With that feeling hanging over me, I stopped by Walgreens on my way home to pick up some groceries, and, as I was locking up my bike, was approached by a man standing outside. "Hi, miss, can you help me with something?" he asked. "Wanna hang out?"
I'm approached outside of Walgreens every time I go, but this is not what I expected. He was serious: "Just for a few minutes, please? I'm really lonely. We could, I don't know, go back to my place and watch TV or something."
Normally I love to help when I can, but common sense plus dream feelings overrode basic pity--is this guy really so desperately lonely that he's hanging around outside Walgreens looking to make friends?
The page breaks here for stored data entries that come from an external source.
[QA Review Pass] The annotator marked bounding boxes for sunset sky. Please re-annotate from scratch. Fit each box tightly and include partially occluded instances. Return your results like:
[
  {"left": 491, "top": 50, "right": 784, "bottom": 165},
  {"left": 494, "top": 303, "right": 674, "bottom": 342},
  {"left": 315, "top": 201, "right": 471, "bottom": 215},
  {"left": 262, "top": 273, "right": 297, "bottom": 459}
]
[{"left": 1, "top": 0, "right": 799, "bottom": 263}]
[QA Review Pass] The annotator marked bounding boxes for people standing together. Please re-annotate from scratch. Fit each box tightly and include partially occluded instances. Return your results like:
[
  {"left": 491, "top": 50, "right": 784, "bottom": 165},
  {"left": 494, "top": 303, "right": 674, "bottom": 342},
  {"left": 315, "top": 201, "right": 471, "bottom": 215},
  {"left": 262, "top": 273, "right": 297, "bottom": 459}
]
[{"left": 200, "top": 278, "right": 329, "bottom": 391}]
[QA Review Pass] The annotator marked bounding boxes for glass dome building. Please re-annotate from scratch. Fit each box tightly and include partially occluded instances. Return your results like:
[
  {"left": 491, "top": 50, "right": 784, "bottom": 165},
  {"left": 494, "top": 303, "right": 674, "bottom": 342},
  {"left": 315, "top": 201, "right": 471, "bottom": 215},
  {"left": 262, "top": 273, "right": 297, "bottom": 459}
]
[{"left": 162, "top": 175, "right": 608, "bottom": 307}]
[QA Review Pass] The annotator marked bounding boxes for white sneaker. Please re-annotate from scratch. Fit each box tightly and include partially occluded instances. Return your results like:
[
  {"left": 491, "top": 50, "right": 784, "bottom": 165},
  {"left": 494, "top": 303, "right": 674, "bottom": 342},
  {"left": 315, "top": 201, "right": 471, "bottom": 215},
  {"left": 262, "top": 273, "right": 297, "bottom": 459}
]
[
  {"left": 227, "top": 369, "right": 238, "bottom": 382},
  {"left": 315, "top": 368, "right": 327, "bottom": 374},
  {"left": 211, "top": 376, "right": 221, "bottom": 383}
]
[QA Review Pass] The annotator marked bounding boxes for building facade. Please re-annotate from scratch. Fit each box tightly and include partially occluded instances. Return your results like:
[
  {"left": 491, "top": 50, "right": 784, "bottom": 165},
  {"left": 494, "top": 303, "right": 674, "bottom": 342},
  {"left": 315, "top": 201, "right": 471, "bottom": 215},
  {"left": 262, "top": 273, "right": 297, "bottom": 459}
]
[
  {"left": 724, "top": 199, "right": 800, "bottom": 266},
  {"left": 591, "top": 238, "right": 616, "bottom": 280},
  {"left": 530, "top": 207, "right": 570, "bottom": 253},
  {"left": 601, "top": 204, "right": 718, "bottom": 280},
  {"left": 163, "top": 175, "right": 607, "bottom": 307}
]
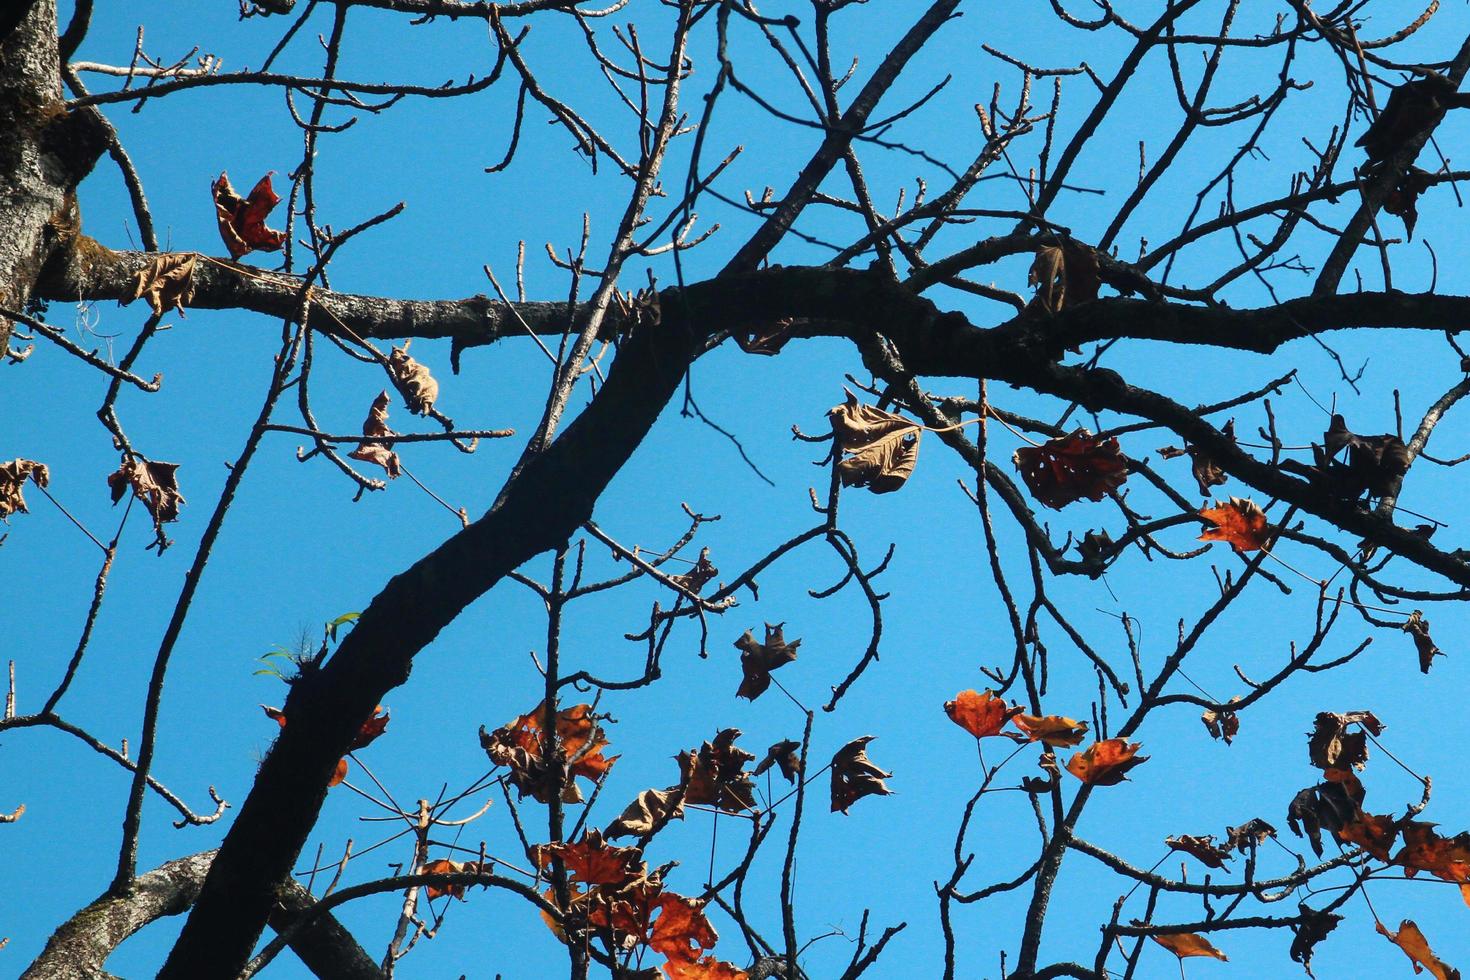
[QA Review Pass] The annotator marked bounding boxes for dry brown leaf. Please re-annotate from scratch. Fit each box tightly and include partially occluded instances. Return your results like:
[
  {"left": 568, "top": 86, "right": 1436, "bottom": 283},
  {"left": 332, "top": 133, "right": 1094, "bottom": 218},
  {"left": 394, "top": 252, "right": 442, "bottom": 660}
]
[
  {"left": 479, "top": 701, "right": 617, "bottom": 804},
  {"left": 828, "top": 390, "right": 921, "bottom": 494},
  {"left": 1376, "top": 919, "right": 1461, "bottom": 980},
  {"left": 1148, "top": 929, "right": 1228, "bottom": 962},
  {"left": 1307, "top": 710, "right": 1383, "bottom": 774},
  {"left": 213, "top": 172, "right": 286, "bottom": 259},
  {"left": 1393, "top": 821, "right": 1470, "bottom": 891},
  {"left": 945, "top": 689, "right": 1024, "bottom": 741},
  {"left": 605, "top": 786, "right": 685, "bottom": 840},
  {"left": 1337, "top": 811, "right": 1400, "bottom": 861},
  {"left": 534, "top": 830, "right": 645, "bottom": 888},
  {"left": 649, "top": 893, "right": 719, "bottom": 968},
  {"left": 736, "top": 317, "right": 795, "bottom": 356},
  {"left": 1201, "top": 697, "right": 1241, "bottom": 744},
  {"left": 1290, "top": 903, "right": 1341, "bottom": 979},
  {"left": 1013, "top": 713, "right": 1089, "bottom": 748},
  {"left": 388, "top": 342, "right": 439, "bottom": 416},
  {"left": 1198, "top": 497, "right": 1270, "bottom": 552},
  {"left": 1014, "top": 430, "right": 1128, "bottom": 510},
  {"left": 1160, "top": 419, "right": 1235, "bottom": 496},
  {"left": 328, "top": 757, "right": 349, "bottom": 788},
  {"left": 0, "top": 459, "right": 48, "bottom": 520},
  {"left": 751, "top": 738, "right": 802, "bottom": 783},
  {"left": 1224, "top": 818, "right": 1276, "bottom": 853},
  {"left": 1065, "top": 739, "right": 1147, "bottom": 786},
  {"left": 733, "top": 623, "right": 800, "bottom": 701},
  {"left": 680, "top": 728, "right": 757, "bottom": 814},
  {"left": 830, "top": 735, "right": 893, "bottom": 814},
  {"left": 121, "top": 253, "right": 196, "bottom": 316},
  {"left": 348, "top": 390, "right": 401, "bottom": 478},
  {"left": 1027, "top": 240, "right": 1100, "bottom": 315},
  {"left": 1165, "top": 834, "right": 1233, "bottom": 870},
  {"left": 422, "top": 857, "right": 467, "bottom": 900},
  {"left": 1403, "top": 610, "right": 1443, "bottom": 674},
  {"left": 107, "top": 456, "right": 184, "bottom": 552},
  {"left": 670, "top": 547, "right": 718, "bottom": 595}
]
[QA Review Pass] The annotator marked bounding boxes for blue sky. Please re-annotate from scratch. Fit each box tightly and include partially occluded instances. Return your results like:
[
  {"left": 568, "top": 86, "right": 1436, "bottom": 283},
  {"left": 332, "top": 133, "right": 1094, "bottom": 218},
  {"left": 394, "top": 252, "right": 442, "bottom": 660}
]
[{"left": 6, "top": 2, "right": 1470, "bottom": 977}]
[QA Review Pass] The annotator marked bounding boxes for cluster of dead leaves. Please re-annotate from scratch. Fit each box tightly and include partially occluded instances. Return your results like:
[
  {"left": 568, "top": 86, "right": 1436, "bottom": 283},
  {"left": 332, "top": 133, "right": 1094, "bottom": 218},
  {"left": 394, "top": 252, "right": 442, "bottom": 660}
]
[
  {"left": 213, "top": 172, "right": 286, "bottom": 260},
  {"left": 733, "top": 623, "right": 800, "bottom": 700},
  {"left": 602, "top": 730, "right": 802, "bottom": 841},
  {"left": 670, "top": 548, "right": 719, "bottom": 595},
  {"left": 1164, "top": 819, "right": 1277, "bottom": 870},
  {"left": 1014, "top": 430, "right": 1128, "bottom": 510},
  {"left": 828, "top": 390, "right": 921, "bottom": 494},
  {"left": 941, "top": 691, "right": 1144, "bottom": 786},
  {"left": 1278, "top": 414, "right": 1410, "bottom": 503},
  {"left": 1201, "top": 697, "right": 1241, "bottom": 744},
  {"left": 108, "top": 456, "right": 184, "bottom": 553},
  {"left": 260, "top": 703, "right": 389, "bottom": 788},
  {"left": 528, "top": 831, "right": 747, "bottom": 980},
  {"left": 347, "top": 391, "right": 401, "bottom": 478},
  {"left": 0, "top": 459, "right": 48, "bottom": 520},
  {"left": 480, "top": 701, "right": 617, "bottom": 805}
]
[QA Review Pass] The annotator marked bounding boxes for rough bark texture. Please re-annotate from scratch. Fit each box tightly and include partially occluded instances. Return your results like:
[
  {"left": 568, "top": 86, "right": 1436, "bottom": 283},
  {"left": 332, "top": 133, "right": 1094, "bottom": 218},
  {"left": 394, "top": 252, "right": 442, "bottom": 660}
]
[{"left": 0, "top": 0, "right": 105, "bottom": 359}]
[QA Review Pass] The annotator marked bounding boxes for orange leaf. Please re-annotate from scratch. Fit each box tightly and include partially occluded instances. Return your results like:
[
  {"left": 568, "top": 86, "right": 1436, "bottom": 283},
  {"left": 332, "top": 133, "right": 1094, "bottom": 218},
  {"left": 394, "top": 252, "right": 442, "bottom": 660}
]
[
  {"left": 534, "top": 830, "right": 644, "bottom": 889},
  {"left": 1150, "top": 931, "right": 1228, "bottom": 961},
  {"left": 1198, "top": 497, "right": 1271, "bottom": 552},
  {"left": 1164, "top": 835, "right": 1233, "bottom": 870},
  {"left": 1013, "top": 714, "right": 1089, "bottom": 748},
  {"left": 213, "top": 172, "right": 286, "bottom": 259},
  {"left": 328, "top": 757, "right": 349, "bottom": 788},
  {"left": 422, "top": 858, "right": 465, "bottom": 900},
  {"left": 1376, "top": 919, "right": 1460, "bottom": 980},
  {"left": 351, "top": 705, "right": 390, "bottom": 750},
  {"left": 650, "top": 893, "right": 718, "bottom": 965},
  {"left": 1014, "top": 430, "right": 1128, "bottom": 510},
  {"left": 1337, "top": 812, "right": 1400, "bottom": 862},
  {"left": 1393, "top": 821, "right": 1470, "bottom": 886},
  {"left": 944, "top": 689, "right": 1023, "bottom": 740},
  {"left": 260, "top": 704, "right": 288, "bottom": 728},
  {"left": 665, "top": 957, "right": 749, "bottom": 980},
  {"left": 1065, "top": 739, "right": 1147, "bottom": 786},
  {"left": 480, "top": 700, "right": 618, "bottom": 804}
]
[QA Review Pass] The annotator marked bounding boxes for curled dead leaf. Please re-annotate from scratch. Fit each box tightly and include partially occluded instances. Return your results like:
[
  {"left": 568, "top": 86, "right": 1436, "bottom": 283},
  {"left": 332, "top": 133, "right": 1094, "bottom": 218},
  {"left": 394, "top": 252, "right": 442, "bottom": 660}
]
[
  {"left": 605, "top": 786, "right": 686, "bottom": 840},
  {"left": 108, "top": 456, "right": 184, "bottom": 553},
  {"left": 121, "top": 253, "right": 196, "bottom": 316},
  {"left": 1376, "top": 918, "right": 1461, "bottom": 980},
  {"left": 480, "top": 701, "right": 617, "bottom": 804},
  {"left": 1027, "top": 240, "right": 1100, "bottom": 315},
  {"left": 1201, "top": 697, "right": 1241, "bottom": 744},
  {"left": 1307, "top": 710, "right": 1383, "bottom": 774},
  {"left": 752, "top": 738, "right": 802, "bottom": 784},
  {"left": 1013, "top": 713, "right": 1089, "bottom": 748},
  {"left": 213, "top": 171, "right": 286, "bottom": 259},
  {"left": 670, "top": 547, "right": 718, "bottom": 595},
  {"left": 1164, "top": 834, "right": 1233, "bottom": 870},
  {"left": 0, "top": 459, "right": 48, "bottom": 520},
  {"left": 348, "top": 390, "right": 400, "bottom": 478},
  {"left": 831, "top": 736, "right": 893, "bottom": 814},
  {"left": 680, "top": 728, "right": 757, "bottom": 814},
  {"left": 828, "top": 390, "right": 921, "bottom": 494},
  {"left": 1290, "top": 903, "right": 1341, "bottom": 979},
  {"left": 1015, "top": 430, "right": 1127, "bottom": 510},
  {"left": 1403, "top": 610, "right": 1442, "bottom": 674},
  {"left": 733, "top": 623, "right": 800, "bottom": 700},
  {"left": 1146, "top": 928, "right": 1227, "bottom": 962},
  {"left": 1065, "top": 739, "right": 1147, "bottom": 786},
  {"left": 388, "top": 342, "right": 439, "bottom": 416}
]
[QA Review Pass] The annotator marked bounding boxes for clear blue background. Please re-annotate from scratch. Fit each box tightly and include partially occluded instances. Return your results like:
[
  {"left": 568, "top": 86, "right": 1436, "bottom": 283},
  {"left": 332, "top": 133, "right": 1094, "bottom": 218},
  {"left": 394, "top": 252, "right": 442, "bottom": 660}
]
[{"left": 6, "top": 2, "right": 1470, "bottom": 977}]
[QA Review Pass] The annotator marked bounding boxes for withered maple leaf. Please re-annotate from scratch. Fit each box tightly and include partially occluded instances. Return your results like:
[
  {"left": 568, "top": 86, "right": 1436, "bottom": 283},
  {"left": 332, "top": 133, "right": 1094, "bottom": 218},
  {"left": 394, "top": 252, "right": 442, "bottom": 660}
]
[
  {"left": 1283, "top": 414, "right": 1411, "bottom": 501},
  {"left": 670, "top": 547, "right": 718, "bottom": 595},
  {"left": 480, "top": 700, "right": 617, "bottom": 804},
  {"left": 351, "top": 705, "right": 390, "bottom": 750},
  {"left": 733, "top": 623, "right": 800, "bottom": 701},
  {"left": 664, "top": 956, "right": 748, "bottom": 980},
  {"left": 348, "top": 390, "right": 401, "bottom": 478},
  {"left": 213, "top": 171, "right": 286, "bottom": 259},
  {"left": 827, "top": 390, "right": 921, "bottom": 494},
  {"left": 1198, "top": 497, "right": 1270, "bottom": 552},
  {"left": 1290, "top": 903, "right": 1341, "bottom": 979},
  {"left": 1393, "top": 821, "right": 1470, "bottom": 899},
  {"left": 649, "top": 893, "right": 719, "bottom": 969},
  {"left": 534, "top": 830, "right": 645, "bottom": 888},
  {"left": 1287, "top": 778, "right": 1362, "bottom": 857},
  {"left": 1376, "top": 919, "right": 1461, "bottom": 980},
  {"left": 680, "top": 728, "right": 757, "bottom": 814},
  {"left": 1402, "top": 610, "right": 1443, "bottom": 674},
  {"left": 1357, "top": 72, "right": 1469, "bottom": 162},
  {"left": 108, "top": 456, "right": 184, "bottom": 552},
  {"left": 735, "top": 317, "right": 796, "bottom": 356},
  {"left": 1165, "top": 834, "right": 1233, "bottom": 870},
  {"left": 387, "top": 342, "right": 439, "bottom": 416},
  {"left": 0, "top": 458, "right": 48, "bottom": 520},
  {"left": 1027, "top": 239, "right": 1100, "bottom": 315},
  {"left": 1014, "top": 430, "right": 1128, "bottom": 510},
  {"left": 422, "top": 857, "right": 481, "bottom": 900},
  {"left": 1307, "top": 710, "right": 1383, "bottom": 774},
  {"left": 751, "top": 738, "right": 802, "bottom": 784},
  {"left": 1013, "top": 713, "right": 1089, "bottom": 748},
  {"left": 1065, "top": 739, "right": 1147, "bottom": 786},
  {"left": 1224, "top": 818, "right": 1276, "bottom": 853},
  {"left": 1147, "top": 929, "right": 1228, "bottom": 962},
  {"left": 1337, "top": 811, "right": 1400, "bottom": 861},
  {"left": 945, "top": 689, "right": 1023, "bottom": 741},
  {"left": 605, "top": 786, "right": 686, "bottom": 840},
  {"left": 121, "top": 253, "right": 196, "bottom": 316},
  {"left": 830, "top": 735, "right": 893, "bottom": 814}
]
That's heartbreaking!--and I made some (true) excuses about having last-minute reading to do, dodged his request for my phone number, and headed home to the safety of my apartment.
The supposed safety, that is: about an hour later, around 11.30, sitting around doing my last-minute reading, I heard a key in the locked door. It took me a few seconds to register the noises: wait a second, I live alone, who has a key? A man walked into the apartment, took a look around, saw me at my desk, staring at him open-mouthed, and said, in genuine apology, "Oops, sorry! Wrong apartment!" He then turned and left, with no explanation of who he was or why he had a key.
I feel like the universe is trying to tell me something, though I have no idea what: never sleep again, perhaps? Fear men? Call the landlady and get my locks changed NOW? I don't know about those first two--I slept just fine last night and had a lovely chat with a male classmate this morning, so clearly I will survive--but let me tell you, I'm changing my stupid locks.